307. Диакону Серину.
Те, которые изощряют душу в добродетели, как некие живые подобия Божественного любомудрия, по необходимости пребывают в союз с телом и, довольствуясь самым нужным, ненавидя же возмущающую сердце любостяжательность, как источник всякого порока, избавляют себя от тьмочисленных зол. А те, которые безосновательно полагают, что человек есть одно только тело (а к числу таких, как иные утверждают, принадлежишь и ты, чему я не верю), страдая ненасытною любовью к деньгам, мучатся тем самым, что никогда не чувствуют сытости. И тревожимые неудовлетворимым вожделением, всегда думая, что они в бедности, делают то, что делать непозволительно. Посему, размыслив, что и самое великое богатство при безмерных пожеланиях кажется нищетою, и нищета для того, кто удовлетворяется самым необходимым для естества есть богатство, — надлежит им положить конец такому безумию.
308. Пресвитеру Зосиме.
Многие весьма жестоко и сильно осмеивают тебя, и все им верят. А по мне — всего благоприличнее не медля сказать, что тебе справедливо будет, хотя на старости лет, узнать, сколько бесчисленных наказаний готовят плотские удовольствия.
309. Чтецу Урсенуфию.
Об Авессаломе и о множестве умерших по Божию гневу от язвы, когда Давид исчислил народ свой.
Авессалом наказан Божиим правосудием за то, что ради низложения своего отца притворно представлял из себя доброго судию и этою лестью привлекал к себе подданных. Он домогался начальства, собирал оруженосцев и воздвигал великую твердыню самовластия. А стекшиеся к нему и едва не утвердившие его самовластия, так как имели в виду властительство одного и смерть другого, понесли наказание. И если не тотчас же — потому что во время восстания опечалился Давид, лишаемый подданных, лучше же сказать, царского достоинства — то в скором времени. Ибо стала пожирать их моровая язва, не тихими подкравшись стопами и не постепенно распространяясь, но внезапно и со всею силою поглощая весь народ.
И хотя Писание представило другую причину сему поражению, однако же корень наказания произошел из оного греха и вскоре принес плод, то есть оказал свое действие, когда надлежало наказать и царя за сделанное им вопреки Божией воле перечисление народа. Ибо при истреблении подданных — на самом деле за собственный их грех, хотя и сказано, что за грех царя — и он находился в весьма великом бедствии, желал лучше со славою умереть, нежели жить в бесславии, лишившись подданных.
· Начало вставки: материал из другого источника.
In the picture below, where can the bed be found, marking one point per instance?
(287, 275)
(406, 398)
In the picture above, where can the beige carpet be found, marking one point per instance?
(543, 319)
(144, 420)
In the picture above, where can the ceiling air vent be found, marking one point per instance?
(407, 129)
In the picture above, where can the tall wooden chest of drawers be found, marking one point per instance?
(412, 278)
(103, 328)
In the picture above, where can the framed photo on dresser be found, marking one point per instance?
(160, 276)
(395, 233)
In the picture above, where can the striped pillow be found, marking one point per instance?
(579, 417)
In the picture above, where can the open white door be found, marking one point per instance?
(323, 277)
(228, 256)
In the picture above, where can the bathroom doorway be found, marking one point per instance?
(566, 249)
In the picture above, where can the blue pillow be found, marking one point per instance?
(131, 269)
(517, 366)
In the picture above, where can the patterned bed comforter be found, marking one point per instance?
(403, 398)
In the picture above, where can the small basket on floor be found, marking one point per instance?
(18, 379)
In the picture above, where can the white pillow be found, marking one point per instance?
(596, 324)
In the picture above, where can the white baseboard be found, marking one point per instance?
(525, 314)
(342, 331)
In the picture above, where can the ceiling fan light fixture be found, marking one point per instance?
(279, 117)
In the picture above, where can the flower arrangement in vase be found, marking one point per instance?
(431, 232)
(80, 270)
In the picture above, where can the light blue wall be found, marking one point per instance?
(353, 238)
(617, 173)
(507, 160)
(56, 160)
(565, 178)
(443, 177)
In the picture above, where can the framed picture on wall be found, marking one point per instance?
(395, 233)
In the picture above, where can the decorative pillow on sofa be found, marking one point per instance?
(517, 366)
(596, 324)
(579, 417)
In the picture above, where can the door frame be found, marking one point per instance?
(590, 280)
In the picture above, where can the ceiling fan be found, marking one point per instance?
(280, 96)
Если же кто не верит, пусть слышит, что говорит сам он: да будет на мне рука Твоя, и на дому отца моего (2 Цар.24:17). Не за царя наказан был народ, как полагал ты; напротив, этим воздавалось, что кому следовало, и наказаны подданные за грех, учиненный недавно, а царь — за грех, только что совершенный. Как скоро неподкупный приговор нашел для сего удобное время, вместе подверг наказание и подданных, и царя.
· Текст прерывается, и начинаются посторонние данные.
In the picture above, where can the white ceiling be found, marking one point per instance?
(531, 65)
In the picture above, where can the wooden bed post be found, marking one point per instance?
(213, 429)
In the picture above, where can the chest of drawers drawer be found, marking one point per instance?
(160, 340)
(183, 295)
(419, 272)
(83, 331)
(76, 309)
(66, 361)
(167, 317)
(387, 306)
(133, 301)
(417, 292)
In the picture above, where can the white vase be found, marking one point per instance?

310. Соправителю Авксунию.
Тебе или одному, или, по крайней мере, больше других, следовало позаботиться о том, чтобы, сколько от тебя зависит, получили облегчение впадшие в бедствия.
311. Марону и Евстафию.
Слышу, что, показав в себе крайнюю степень зла, держитесь вы той мысли, будто бы дело меньше изволения, и, отваживаясь на то, на что отважиться невозможно, почитаете себя не смелыми и не мужественными, потому что не можете своего изволения показать на деле во всей его полноте. Посему, если этот слух справедлив, то оставьте таковое произволение, чтобы не почли вас губителями или демонами в человеческом виде.
312. Им же.
Надлежит приучить себя, наилучшие, к скромному образу мыслей. Скромным же называю образ мыслей не льстивый перед высшими, но снисходительный к низшим, не раболепный, но кроткий, не исполненный лицемерия, но нелукавый, благородный, не знающий торгашества.
313. Пресвитеру Иераку.
Громко прославляют в городе тебя, для которого, что ни скажу тебе в приветствие, все будет мало. Ибо о начальстве, которого все домогаются и вожделевают и которое, как никогда более, ныне, внушает людям сильную к себе любовь и удобно предлагает себя в дар любителям, ты не только не мечтал, но и даже будучи призываем не послушал, и предлагаемого не взял, признавая для себя властью самою великою, всего более приличною мужу честному и доброму, быть в состоянии владеть самим собою, раздражительность и сластолюбие подчинив рассудку.